Launches from Three and Vodafone Put Virtual Providers in Firing Line
The recent launch of sub-brands by Three and Vodafone marks a new direction for the UK mobile market. Network operators have been making moves to expand their reach by targeting cost-conscious customers. This strategy aims to more specifically tailor offers to the entry segment, and simultaneously protect the premium positioning of the parent brand.
It’s an approach that takes Three and Vodafone firmly into the heartland of many UK mobile virtual network operators (MVNOs). This could put serious strain on an already highly competitive market for virtual providers and it wouldn’t surprise me to see one or two high-profile casualties as a result.
But a multibrand strategy isn’t without risk, mostly because it needs duplicate investment in areas such as marketing and distribution. Three’s new Smarty service and Vodafone’s Voxi offering appear to address some of these challenges by selling and positioning almost entirely online and not including handsets. However, their margins could still turn out to be wafer-thin.
Three says that its Smarty sub-brand pursues customers that wouldn’t otherwise have considered signing up to the provider. Although Three has impressively become known for creating tariffs offering large volumes of data, such deals aren’t necessarily right for everyone. For example, Smarty’s entry tariff providing 2GB of data per month, priced at a punchy £7.50 per month, should still grant more than enough data for many subscribers. The average UK user gets through about 1.8GB of data per month, so there’s a huge potential market for the operator to go after.
Smarty’s most novel element is its offer to refund unused data. This is a new concept in the UK, going a step further than the data roll-over deals now available from the likes of Vodafone, iD and Virgin. The idea behind it is simple; unused data is converted into cash each month, calculated to the nearest penny based on the number of megabytes used.
For Vodafone, the most intriguing aspect of its Voxi sub-brand is that it’s exclusively available to customers aged 25 and under. This is a challenging demographic with unpredictable attitudes and behaviours, so choosing to address it in a different way sounds logical.
On one hand, it seems like Vodafone is restricting the opportunity for Voxi by enforcing an age limit on the tariff. But this initiative isn’t unprecedented, and the operator has experience and success in deploying a youth brand – Yorn – in Portugal. In a similar move, at IFA 2017, T-Mobile announced a combined mobile and fixed-line plan for customers aged under 27.
Despite this, Vodafone’s effort could be seen as a tacit admission of failure to appeal to younger customers in the UK in recent years.
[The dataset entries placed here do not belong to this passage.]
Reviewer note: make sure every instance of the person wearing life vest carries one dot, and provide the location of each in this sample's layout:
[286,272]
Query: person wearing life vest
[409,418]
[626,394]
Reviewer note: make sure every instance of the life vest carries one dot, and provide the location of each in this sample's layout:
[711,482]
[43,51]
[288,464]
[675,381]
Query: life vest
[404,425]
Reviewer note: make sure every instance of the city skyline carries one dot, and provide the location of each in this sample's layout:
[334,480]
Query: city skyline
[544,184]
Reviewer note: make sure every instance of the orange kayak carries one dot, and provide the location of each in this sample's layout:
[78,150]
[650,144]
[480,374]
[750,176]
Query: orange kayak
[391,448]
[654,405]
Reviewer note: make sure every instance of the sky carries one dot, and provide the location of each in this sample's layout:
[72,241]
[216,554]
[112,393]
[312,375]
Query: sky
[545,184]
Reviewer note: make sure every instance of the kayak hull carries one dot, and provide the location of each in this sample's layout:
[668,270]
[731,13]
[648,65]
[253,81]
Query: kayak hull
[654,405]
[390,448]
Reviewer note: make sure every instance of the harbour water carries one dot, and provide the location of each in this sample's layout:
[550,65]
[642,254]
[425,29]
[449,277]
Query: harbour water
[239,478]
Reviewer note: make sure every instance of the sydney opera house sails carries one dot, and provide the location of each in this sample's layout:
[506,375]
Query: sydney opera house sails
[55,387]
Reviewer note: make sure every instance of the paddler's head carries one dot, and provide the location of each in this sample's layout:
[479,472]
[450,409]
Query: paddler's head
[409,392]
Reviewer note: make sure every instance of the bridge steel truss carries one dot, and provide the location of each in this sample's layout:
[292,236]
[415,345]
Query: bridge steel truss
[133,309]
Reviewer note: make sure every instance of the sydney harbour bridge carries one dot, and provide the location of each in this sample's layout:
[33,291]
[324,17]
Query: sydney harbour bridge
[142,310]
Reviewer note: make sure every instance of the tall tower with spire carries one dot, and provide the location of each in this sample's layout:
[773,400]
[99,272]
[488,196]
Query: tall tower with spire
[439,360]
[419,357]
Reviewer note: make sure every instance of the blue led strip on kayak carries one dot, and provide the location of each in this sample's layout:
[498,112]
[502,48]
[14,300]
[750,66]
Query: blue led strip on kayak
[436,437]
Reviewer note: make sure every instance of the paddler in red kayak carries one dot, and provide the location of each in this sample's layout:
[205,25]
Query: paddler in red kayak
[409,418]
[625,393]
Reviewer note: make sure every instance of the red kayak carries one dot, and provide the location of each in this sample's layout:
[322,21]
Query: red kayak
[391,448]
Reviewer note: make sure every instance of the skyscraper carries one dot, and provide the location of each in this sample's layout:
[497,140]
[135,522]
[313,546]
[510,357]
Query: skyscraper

In contrast to rivals, the brand has struggled to create an identity and a new wave of mobile users may now perceive it as bland and unexciting. The operator appears to have concluded that starting from scratch with its new Voxi service is a better option to attract this consumer segment than attempting to re-energise the existing Vodafone brand.
Voxi seems to be well thought-out brand, created with the help of its target audience, so it should resonate with customers. In particular, partnering with high-profile celebrities such as heavyweight boxer Anthony Joshua is a shrewd move, and we expect this will help generate early momentum.
However, Voxi delivers little that’s truly innovative. The service’s most attractive feature is the zero-rating of select social and chat apps, including Facebook, WhatsApp and Snapchat. But this is hardly a new concept as Virgin, EE and Three already have similar offers in place. More interesting could be the launch of Vodafone Pass in the future – a concept already introduced elsewhere in Europe – that enables customers to access music, social or video apps without limits, for a set fee. Voxi has hinted at a move in this direction.
Sub-branding hasn’t been a traditional strategy for network operators in the UK, perhaps because of the vibrant MVNO market that has well served a diverse range of segments and niches. Only O2’s giffgaff has been a notable and successful exception. But the approach is more commonplace in other European countries, notably France, Germany and the Netherlands.
BT is facing some tricky decisions as it juggles its three consumer mobile brands of BT Mobile, EE and Plusnet. I’ve long held the view that the company will ultimately jettison the EE brand, but its continued momentum on the back of strong investment is making this increasingly difficult. Only recently, it announced a major retail expansion with Sainsbury’s, for example. BT Mobile seems like a more value-led proposition, and this is somewhat at odds with the traditional high-end positioning of BT broadband and TV services.
As mobile brands jostle for position in the fast-moving UK market, expect plenty more activity over the coming months and years.